LITTLE ROCK, Ark. — A recent surge of hate incidents against Asian-Americans is having a rippling effect across the country, including here in Arkansas.

The concern and fear come on the heels of a deadly shooting spree in Atlanta, in which six Asian women were killed, along with a number of other physical attacks, harassment and workplace discrimination reports nationwide.

Hate crimes targeting Asian people increased by 150 percent in 2020 across the U.S, according to an analysis released by the Center for the Study of Hate and Extremism at California State University.

We spoke to four Asian-Americans living in Arkansas who say Georgia’s violent incident hits too close to home.

“Six Asian women were shot– six people who identify like I identify,” said Ross Owyoung who lives in Little Rock.

Owyoung, along with three other Asian-Americans sat down with FOX16 to discuss their feelings following the violent acts.

“Sad, frustrated, confused- like why is this happening,” questioned Mimi San Pedro.

Investigators in Atlanta are working to figure out the shooter’s motive. However, a new report details the suspect told police his actions were not racially motivated.

“It’s been very traumatizing for the Asian American community not just in Arkansas but across the nation,” said Joshua Ang Price, an Asian-American in Little Rock.

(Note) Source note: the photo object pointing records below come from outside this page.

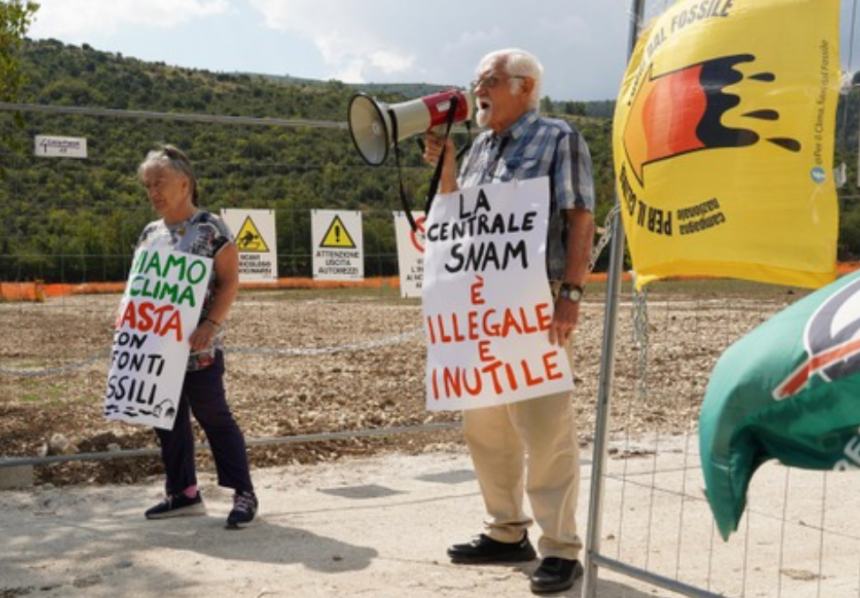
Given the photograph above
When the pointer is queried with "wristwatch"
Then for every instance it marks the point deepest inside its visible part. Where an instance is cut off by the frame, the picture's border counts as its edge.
(571, 292)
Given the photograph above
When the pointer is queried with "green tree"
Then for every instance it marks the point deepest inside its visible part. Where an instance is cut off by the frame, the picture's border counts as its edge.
(15, 19)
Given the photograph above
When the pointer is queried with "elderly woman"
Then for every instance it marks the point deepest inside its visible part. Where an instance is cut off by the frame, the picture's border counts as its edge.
(172, 188)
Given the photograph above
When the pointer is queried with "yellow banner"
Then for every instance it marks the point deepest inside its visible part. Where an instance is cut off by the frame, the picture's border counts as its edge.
(723, 142)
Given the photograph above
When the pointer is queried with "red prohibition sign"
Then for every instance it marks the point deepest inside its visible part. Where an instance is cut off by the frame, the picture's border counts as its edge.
(417, 236)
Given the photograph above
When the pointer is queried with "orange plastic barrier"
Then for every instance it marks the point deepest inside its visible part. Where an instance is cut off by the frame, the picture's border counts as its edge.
(22, 291)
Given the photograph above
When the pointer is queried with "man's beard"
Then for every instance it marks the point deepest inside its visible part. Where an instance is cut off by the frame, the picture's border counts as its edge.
(485, 112)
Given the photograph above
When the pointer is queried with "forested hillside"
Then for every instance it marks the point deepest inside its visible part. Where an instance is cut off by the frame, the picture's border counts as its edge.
(54, 211)
(66, 219)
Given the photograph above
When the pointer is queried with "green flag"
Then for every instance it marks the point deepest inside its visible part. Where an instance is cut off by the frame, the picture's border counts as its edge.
(789, 390)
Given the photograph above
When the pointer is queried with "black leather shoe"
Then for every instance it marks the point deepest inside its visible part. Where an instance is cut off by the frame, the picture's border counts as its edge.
(484, 549)
(555, 575)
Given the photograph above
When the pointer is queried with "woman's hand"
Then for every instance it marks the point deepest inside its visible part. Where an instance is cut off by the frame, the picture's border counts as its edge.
(202, 336)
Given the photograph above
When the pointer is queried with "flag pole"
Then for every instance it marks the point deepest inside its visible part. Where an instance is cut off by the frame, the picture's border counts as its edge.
(607, 367)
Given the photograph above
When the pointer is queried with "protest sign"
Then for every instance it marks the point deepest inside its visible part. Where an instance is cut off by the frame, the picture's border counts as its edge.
(158, 312)
(254, 235)
(336, 245)
(410, 253)
(487, 302)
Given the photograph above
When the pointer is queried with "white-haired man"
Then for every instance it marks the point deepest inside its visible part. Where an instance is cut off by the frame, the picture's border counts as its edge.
(520, 144)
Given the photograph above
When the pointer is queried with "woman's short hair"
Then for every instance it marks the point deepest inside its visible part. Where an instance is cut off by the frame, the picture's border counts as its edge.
(518, 63)
(172, 157)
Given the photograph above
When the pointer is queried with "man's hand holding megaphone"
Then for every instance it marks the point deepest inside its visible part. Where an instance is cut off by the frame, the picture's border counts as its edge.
(433, 145)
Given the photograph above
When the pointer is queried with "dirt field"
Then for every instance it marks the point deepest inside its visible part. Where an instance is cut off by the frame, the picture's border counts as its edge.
(304, 362)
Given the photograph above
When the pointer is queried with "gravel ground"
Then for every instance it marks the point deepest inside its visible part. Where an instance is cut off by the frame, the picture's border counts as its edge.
(303, 362)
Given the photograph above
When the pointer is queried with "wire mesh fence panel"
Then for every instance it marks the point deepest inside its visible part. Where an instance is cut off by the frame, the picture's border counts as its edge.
(798, 536)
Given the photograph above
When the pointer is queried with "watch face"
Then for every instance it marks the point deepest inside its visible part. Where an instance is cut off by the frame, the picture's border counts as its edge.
(570, 292)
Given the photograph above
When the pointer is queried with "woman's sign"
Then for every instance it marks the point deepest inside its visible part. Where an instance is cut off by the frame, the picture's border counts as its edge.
(487, 303)
(158, 312)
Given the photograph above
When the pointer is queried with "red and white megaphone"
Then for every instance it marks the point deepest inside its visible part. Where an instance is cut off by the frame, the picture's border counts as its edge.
(372, 124)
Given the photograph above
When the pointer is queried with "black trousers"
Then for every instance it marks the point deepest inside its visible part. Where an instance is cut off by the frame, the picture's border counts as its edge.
(203, 392)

Each in the group says they believe the rhetoric surrounding the coronavirus had contributed to the hate some Asian-Americans are experiencing today.

“The keyword there is Americans. We are Americans, so we represent what any American represents,” said Mariah Hatta. “Calling it the ‘Kung-Flu’, you would think it’s trivial but it’s just ridiculous–the Wuhan flu, the China virus.”

The four say they believe change starts when individuals can appreciate what makes others different.

“Just because we don’t look alike or we don’t sound alike or like the same foods or have the same culture doesn’t mean we can’t get to know one another, be friends, and learn something from each other,” said Ang Price.

Little Rock Police say they are increasing patrol around Asian-American businesses following the violence with hopes what happened in Georgia won’t happen in Little Rock.